= Round Table (magazine) =

American literary weekly magazine (1864–1869)

The Round Table was an American literary weekly magazine, active from 1864 to 1869. Published in New York City, it was founded by Charles H. Sweetser and his brother Henry E. Sweetser, who were its first editors. Later editors included Dorsey Gardner and Henry Sedley.

==Background==
A veritable magazine-publishing "mania" happened in the United States right after the American Civil War, so intense that the publishers of the Round Table feared it would burn itself out, with "every successful writer becoming possessed of a magazine of his own". An indication of the reading audience's thirst for frequent new literary material was that many magazines became monthly or weekly, rather than quarterly, as had been the custom.

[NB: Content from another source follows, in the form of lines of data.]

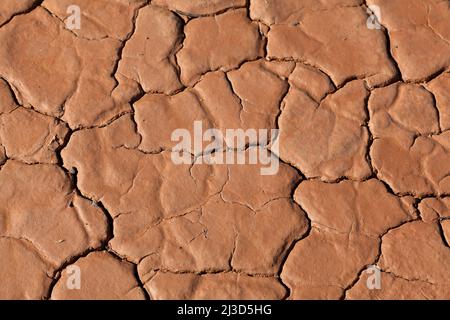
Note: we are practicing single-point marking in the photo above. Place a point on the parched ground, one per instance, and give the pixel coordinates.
(87, 180)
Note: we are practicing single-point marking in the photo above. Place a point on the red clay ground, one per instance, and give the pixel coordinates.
(87, 180)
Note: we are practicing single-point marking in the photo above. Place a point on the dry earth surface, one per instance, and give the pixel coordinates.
(86, 177)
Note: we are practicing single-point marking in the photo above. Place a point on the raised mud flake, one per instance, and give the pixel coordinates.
(223, 236)
(416, 251)
(396, 288)
(217, 232)
(163, 286)
(149, 55)
(310, 80)
(212, 102)
(327, 140)
(9, 8)
(200, 7)
(220, 42)
(260, 90)
(70, 78)
(409, 152)
(324, 263)
(7, 100)
(338, 42)
(99, 19)
(420, 37)
(344, 237)
(440, 88)
(350, 207)
(290, 11)
(102, 276)
(25, 275)
(432, 209)
(158, 116)
(31, 137)
(37, 204)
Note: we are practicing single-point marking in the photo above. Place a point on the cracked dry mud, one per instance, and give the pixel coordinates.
(86, 177)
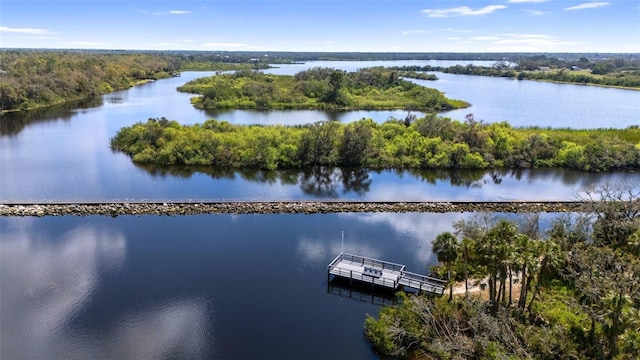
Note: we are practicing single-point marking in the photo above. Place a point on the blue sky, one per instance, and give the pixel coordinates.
(324, 25)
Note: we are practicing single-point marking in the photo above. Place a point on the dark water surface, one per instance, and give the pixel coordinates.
(211, 286)
(207, 286)
(62, 154)
(224, 286)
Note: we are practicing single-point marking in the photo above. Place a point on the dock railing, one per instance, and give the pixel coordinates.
(364, 261)
(371, 271)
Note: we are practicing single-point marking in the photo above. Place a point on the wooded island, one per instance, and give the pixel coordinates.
(431, 142)
(318, 88)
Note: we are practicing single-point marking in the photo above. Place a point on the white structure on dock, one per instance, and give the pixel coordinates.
(382, 273)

The Round Table was one of those weeklies. Actually started during the war, it struggled and ceased publication, to resume after the war was over, with the subtitle "Saturday Review of Politics, Finance, Literature, Science, and Art". Frank Luther Mott described it as "trenchant and aggressive", and primarily a "journal of opinion".

==History==
===First run===
The magazine was started, as a weekly quarto sixteen pages long, in December of 1863 by Charles H. Sweetser and his brother Henry. Charles was a recent Amherst graduate, and his brother an editor at the New York World. While the editors wrote much of the material they also established a "rather informal staff" of writers in cities on the East Coast and in Chicago. From the beginning it was outspoken in its criticism--of the Civil War, of New York politics and corruption, of the religious press, and of loose manners.

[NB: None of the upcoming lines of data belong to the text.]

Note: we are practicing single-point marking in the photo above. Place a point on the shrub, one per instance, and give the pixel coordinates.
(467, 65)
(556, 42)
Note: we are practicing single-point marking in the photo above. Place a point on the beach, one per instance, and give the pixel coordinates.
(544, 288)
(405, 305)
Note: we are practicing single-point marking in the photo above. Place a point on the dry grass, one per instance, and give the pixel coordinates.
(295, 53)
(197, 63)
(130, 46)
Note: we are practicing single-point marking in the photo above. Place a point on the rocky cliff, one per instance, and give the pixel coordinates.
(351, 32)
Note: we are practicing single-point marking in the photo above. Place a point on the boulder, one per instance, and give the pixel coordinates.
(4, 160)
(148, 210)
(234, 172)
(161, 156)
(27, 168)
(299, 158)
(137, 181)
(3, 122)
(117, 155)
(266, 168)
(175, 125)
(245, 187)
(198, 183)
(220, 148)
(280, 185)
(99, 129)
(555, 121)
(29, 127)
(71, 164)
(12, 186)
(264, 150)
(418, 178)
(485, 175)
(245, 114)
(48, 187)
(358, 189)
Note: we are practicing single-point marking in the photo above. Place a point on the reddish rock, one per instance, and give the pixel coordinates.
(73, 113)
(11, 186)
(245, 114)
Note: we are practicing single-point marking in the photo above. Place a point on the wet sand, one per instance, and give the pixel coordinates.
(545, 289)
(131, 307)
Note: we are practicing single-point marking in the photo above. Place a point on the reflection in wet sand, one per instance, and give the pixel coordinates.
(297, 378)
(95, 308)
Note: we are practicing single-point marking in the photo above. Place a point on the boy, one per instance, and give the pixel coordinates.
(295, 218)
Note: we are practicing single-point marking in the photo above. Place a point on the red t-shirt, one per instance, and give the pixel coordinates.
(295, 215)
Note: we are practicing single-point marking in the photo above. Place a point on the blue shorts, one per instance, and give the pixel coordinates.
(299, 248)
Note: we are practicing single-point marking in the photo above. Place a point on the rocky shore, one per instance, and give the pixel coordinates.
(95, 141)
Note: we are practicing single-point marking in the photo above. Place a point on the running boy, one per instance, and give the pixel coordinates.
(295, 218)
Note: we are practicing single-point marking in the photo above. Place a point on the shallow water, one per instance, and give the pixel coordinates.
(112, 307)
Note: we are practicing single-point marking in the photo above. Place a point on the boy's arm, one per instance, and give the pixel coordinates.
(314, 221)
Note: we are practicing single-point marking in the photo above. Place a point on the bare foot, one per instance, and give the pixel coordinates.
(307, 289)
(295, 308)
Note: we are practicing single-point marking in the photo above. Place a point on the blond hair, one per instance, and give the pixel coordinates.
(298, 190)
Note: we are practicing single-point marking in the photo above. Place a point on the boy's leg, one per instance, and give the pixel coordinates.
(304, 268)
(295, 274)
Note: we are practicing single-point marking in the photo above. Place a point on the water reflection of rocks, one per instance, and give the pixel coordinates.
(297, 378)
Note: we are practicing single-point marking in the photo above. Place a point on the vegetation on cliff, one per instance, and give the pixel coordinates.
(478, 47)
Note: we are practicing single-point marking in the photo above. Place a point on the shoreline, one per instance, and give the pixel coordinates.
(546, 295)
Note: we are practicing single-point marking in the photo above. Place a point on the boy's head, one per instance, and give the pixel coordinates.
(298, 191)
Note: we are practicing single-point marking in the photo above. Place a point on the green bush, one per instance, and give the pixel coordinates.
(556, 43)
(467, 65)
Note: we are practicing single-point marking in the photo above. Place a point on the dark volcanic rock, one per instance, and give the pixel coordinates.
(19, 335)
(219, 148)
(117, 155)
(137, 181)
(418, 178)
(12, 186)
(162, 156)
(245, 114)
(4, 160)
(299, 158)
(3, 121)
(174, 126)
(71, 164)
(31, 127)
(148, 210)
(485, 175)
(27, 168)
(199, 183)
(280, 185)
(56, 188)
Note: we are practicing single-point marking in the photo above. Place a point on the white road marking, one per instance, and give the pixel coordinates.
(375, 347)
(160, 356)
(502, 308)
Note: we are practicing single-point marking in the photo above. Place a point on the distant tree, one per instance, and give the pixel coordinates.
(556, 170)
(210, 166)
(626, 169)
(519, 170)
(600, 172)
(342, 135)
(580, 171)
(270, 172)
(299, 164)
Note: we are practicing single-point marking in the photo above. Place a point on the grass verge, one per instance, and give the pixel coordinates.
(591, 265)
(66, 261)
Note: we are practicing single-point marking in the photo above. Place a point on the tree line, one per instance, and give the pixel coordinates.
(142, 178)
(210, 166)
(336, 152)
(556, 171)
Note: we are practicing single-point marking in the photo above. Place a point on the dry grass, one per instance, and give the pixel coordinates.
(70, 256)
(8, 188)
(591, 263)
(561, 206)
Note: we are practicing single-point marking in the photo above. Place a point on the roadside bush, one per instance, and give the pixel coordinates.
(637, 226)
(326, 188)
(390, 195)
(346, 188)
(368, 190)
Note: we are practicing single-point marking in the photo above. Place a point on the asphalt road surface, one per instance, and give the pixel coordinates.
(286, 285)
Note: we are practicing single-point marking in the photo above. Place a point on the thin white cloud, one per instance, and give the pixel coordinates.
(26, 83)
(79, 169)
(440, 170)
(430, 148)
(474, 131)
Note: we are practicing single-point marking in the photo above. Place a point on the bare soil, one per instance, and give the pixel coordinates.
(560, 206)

Its focus was really on literature, which it aimed to criticize, choosing "mutual detestation" over a "mutual admiration style of reviewing". Contributions were anonymous but it listed authors and editors, which included Richard Henry Stoddard, Thomas Bailey Aldrich, Edmund Clarence Stedman, William Winter, George Arnold, and particularly David G. Croly, who had worked with Henry Sweetser at the New York World. Other frequent contributors were William Dean Howells, Edmund Clarence Stedman, and Richard Henry Stoddard. In religious matters, esp. in the early days, the magazine considered itself of a higher standard than the religious press; on women's manners and education, it was unabashedly conservative on women's dress and, in what Mott called "rather ill-written remarks", it condemned higher education for women (specifically at Vassar College) in 1864, and was not above fat-shaming a woman in an 1868 Henry James story.

The magazine also reviewed art exhibits and theater productions. It prided itself on a certain objectivity and professionalism in its theater review, saying that too many publications left that to "long-haired and dirty-nailed men and unhooped and uncombed women". Rising costs, because of the war, caused it to stop publication in the summer of 1864.

===Continuation===
Suspended from July 1864 until September 1865, its publication resumed under the Sweetser brothers, with Henry replaced by Dorsey Gardner in 1866. Later that same year, Henry Sedley was added as editor, and Charles Sweetser subtracted, Gardner to last as editor until 1868 leaving Sedley as the sole editor for the magazine's final year.
At the time of Sedley's introduction, The Publisher's Circular praised the magazine as being "honourably distinguished by its abstinence from the use of the pastepot and scissors, upon which so many of its American contemporaries are entirely dependent". Sedley had bought out control from Dorsey, although Dorsey continued on as a contributor.

Sedley became chief assistant to editor George Shepherd, at The New York Times in 1870.